Bounces, complaints and metrics
In the email delivery space there are a lot of numbers we talk about including bounce rates, complaint rates, acceptance rates and inbox delivery rates. These are all good numbers to tell us about a particular campaign or mailing list. Usually these metrics all track together. Low bounce rates and low complaint rates correlate with high delivery rates and high inbox placement.
But sometimes the numbers lie and there isn’t a clear correlation between the metrics and the inbox delivery. In fact, these bounce rates and complaint rates are exactly the same as above, but the complaint and bounce rates don't correlate with delivery.
Why does this happen?
There are a number of different reasons that mail with low complaint and bounce rates will have low inbox delivery rates. Some of them are signs of improper behaviour on the part of the sender, some of them are simply the consequence of how mail is currently filtered. Whatever the reason it can cause confusion on the part of a lot of senders. To many people having low complaint rates and low bounce rates means good inbox delivery.
It’s probably partially the fault of delivery experts that so many people have such tight mental connections between low complaints and bounces and inbox delivery. When approached with delivery problems by customers and clients, many of us will look at complaint and bounce rates and advise that both complaint rates and bounce rates should be lower. As we work with clients to lower rates, then their inbox delivery often improves. So, clearly, low bounce and complaint rates mean higher inbox rates.
The problem is, though, that complaint rates and bounce rates are proxy measurements. They’re used to measure how much a mail is wanted by recipients and how clean the mailing list is. A list with high complaints and bounces is usually a list that doesn’t have much permission associated with it. Recipients generally don’t want mail that mail from that sender.
It’s important to remember, though, that complaints and bounce rates don’t specifically measure how wanted a particular mail is. The reason we focus on them is that they are easy to measure and they are correlated with how wanted an email is. We can use them to give us information. Delivery experts use that information to craft solutions to delivery problems. But we’re not actually fixing complaint rates and we’re not actually fixing bounce rates. Often the things I tell clients don’t directly lower complaint rates and they don’t directly lower bounce rates. Instead, I focus on fixing the policies and processes that are causing poor delivery. As those things get cleaned up, the complaint rates and bounce rates decrease and inbox rates increase.
The correlation is that good lists and good senders have low bounce rates and low complaint rates.
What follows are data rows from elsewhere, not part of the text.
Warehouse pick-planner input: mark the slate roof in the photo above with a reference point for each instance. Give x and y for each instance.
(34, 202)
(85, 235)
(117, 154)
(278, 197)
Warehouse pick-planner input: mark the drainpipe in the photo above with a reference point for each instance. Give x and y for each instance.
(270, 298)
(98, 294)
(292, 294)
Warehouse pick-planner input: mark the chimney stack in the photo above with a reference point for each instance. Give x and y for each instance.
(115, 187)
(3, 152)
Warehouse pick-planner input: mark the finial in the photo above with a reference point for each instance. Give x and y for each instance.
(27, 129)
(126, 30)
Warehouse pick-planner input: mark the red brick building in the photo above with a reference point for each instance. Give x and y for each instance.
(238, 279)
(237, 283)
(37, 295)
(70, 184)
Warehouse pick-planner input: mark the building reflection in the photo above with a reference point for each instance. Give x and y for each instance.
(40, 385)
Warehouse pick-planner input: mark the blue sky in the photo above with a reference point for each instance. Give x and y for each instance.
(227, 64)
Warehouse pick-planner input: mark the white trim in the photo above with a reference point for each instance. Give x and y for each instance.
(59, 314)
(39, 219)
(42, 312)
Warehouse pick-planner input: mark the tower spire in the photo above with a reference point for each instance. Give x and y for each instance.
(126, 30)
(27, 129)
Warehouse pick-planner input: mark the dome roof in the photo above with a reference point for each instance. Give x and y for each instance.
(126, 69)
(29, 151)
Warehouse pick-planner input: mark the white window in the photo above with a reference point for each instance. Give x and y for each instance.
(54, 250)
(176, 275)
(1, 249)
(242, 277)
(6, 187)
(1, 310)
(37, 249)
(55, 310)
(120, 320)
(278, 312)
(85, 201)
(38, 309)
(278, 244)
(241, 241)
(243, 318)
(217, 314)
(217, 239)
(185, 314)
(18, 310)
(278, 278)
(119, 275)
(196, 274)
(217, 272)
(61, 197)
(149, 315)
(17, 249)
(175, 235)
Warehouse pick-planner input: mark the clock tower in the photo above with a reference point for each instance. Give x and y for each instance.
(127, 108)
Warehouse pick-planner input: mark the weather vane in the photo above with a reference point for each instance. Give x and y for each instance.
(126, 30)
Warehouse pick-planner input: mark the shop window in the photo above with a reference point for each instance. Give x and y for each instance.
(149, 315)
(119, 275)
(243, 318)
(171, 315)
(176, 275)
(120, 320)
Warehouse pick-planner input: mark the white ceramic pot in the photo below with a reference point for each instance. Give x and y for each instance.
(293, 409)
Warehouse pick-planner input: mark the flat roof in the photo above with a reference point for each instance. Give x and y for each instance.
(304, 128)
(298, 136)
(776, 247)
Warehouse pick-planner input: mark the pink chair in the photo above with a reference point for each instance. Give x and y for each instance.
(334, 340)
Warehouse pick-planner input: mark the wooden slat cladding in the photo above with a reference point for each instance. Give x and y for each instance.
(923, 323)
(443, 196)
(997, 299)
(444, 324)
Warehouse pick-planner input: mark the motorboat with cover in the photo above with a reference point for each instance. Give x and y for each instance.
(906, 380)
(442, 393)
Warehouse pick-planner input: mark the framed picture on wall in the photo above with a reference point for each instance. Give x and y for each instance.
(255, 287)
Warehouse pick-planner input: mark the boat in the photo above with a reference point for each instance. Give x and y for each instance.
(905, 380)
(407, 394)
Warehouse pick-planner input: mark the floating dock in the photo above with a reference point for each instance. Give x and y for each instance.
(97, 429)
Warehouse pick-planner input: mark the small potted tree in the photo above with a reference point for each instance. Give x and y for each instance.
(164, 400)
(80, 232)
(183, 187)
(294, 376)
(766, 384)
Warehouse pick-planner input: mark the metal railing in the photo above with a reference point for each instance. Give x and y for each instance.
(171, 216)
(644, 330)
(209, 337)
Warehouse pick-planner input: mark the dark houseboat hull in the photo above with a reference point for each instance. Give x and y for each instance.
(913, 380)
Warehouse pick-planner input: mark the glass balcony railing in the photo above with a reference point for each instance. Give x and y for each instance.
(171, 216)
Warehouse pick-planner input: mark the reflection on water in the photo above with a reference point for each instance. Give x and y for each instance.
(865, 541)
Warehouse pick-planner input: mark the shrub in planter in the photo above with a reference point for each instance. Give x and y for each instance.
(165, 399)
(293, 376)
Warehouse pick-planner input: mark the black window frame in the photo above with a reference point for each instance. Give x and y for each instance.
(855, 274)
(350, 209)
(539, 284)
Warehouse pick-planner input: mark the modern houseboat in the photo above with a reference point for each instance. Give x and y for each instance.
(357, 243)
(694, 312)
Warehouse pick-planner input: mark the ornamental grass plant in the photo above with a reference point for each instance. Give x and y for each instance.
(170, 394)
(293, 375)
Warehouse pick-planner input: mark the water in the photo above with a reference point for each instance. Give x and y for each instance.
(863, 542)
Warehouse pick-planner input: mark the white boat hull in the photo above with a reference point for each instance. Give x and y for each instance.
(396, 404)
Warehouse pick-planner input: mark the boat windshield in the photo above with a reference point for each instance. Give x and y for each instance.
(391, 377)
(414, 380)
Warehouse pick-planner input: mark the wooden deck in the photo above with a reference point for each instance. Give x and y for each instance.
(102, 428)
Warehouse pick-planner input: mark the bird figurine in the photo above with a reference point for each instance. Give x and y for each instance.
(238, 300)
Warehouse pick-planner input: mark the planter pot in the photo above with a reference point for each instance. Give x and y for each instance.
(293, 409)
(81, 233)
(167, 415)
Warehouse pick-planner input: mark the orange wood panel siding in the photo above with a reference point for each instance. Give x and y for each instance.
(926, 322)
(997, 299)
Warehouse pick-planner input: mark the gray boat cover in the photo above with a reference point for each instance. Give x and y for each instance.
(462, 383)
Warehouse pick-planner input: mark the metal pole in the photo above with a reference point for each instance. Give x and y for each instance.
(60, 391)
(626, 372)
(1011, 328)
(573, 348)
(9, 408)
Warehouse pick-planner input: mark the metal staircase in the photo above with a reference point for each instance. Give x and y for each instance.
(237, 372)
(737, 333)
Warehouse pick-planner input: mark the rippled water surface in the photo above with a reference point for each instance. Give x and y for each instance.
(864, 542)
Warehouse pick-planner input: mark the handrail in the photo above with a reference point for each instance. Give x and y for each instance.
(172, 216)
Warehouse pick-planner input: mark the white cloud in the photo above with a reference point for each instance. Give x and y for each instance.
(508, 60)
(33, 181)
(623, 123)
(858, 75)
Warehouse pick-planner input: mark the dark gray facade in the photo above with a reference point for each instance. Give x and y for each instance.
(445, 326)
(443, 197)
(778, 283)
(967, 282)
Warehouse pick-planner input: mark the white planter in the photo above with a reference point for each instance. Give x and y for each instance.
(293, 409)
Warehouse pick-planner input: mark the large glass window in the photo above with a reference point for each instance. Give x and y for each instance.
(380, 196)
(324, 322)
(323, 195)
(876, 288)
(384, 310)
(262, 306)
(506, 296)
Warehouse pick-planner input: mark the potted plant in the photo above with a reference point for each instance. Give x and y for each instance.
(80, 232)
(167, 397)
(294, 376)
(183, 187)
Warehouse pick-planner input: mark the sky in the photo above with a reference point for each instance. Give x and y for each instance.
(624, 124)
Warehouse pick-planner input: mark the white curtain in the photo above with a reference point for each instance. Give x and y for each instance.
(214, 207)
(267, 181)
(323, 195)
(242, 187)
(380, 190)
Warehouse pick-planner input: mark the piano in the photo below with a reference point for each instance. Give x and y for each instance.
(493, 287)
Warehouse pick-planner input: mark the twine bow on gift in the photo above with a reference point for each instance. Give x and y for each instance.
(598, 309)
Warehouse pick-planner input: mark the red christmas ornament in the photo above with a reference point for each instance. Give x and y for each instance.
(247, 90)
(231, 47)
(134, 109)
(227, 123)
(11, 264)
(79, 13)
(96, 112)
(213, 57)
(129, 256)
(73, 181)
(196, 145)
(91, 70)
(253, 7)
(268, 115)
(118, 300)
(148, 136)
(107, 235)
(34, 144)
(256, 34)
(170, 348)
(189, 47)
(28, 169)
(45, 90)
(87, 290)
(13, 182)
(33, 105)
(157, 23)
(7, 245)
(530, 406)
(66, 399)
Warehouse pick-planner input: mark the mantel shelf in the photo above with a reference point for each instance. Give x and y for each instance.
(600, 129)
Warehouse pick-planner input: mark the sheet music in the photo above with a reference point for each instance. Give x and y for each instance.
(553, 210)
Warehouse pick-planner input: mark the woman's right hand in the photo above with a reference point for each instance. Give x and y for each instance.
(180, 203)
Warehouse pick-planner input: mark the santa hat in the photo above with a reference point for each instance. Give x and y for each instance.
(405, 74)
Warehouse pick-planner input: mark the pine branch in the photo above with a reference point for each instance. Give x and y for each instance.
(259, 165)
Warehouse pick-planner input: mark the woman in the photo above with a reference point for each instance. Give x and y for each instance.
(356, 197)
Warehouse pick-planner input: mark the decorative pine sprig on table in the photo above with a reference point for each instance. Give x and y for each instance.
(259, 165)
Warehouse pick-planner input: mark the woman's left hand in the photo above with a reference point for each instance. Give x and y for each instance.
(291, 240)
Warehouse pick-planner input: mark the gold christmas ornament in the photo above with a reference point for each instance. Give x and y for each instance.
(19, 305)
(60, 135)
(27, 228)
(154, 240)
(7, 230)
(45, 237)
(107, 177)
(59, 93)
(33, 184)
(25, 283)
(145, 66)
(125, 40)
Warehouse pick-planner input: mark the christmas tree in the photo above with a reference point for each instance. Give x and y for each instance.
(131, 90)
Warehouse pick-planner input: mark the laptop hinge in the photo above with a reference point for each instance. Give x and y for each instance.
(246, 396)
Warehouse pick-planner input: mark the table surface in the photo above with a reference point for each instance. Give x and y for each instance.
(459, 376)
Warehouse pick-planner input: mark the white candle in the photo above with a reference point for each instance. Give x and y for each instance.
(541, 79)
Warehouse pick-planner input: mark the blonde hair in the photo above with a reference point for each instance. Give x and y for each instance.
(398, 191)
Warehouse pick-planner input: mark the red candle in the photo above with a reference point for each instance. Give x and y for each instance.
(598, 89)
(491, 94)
It’s not that they do anything special to address complaints and bounces, but rather that all the things they do focus on keep their lists healthy. Healthy lists have low bounce and complaint rates.
It’s very possible to have low complaint rates and low bounce rates without having a healthy list. That’s often what’s going on when senders have “great stats” and “zero complaints” but are still seeing poor inbox rates. These senders will focus on getting the great stats, because they think that it’s the great stats that lead to the good inbox rate. But they have it backwards. It’s that good list management, hygiene and engagement lead to good inbox rates. One way to measure list management and hygiene and engagement is to measure complaint and bounce rates.
Not every list with good stats has those goods stats because of good list management, hygiene and engagement. These rates are fairly easy to manipulate and some senders spend a lot of money and time manipulating their stats. Manipulating delivery stats did result in better inbox delivery, a bit, which is why so many companies spent so much time doing it. ISPs are adapting, though, and this is why we’re seeing senders with “great stats” have poor inbox delivery.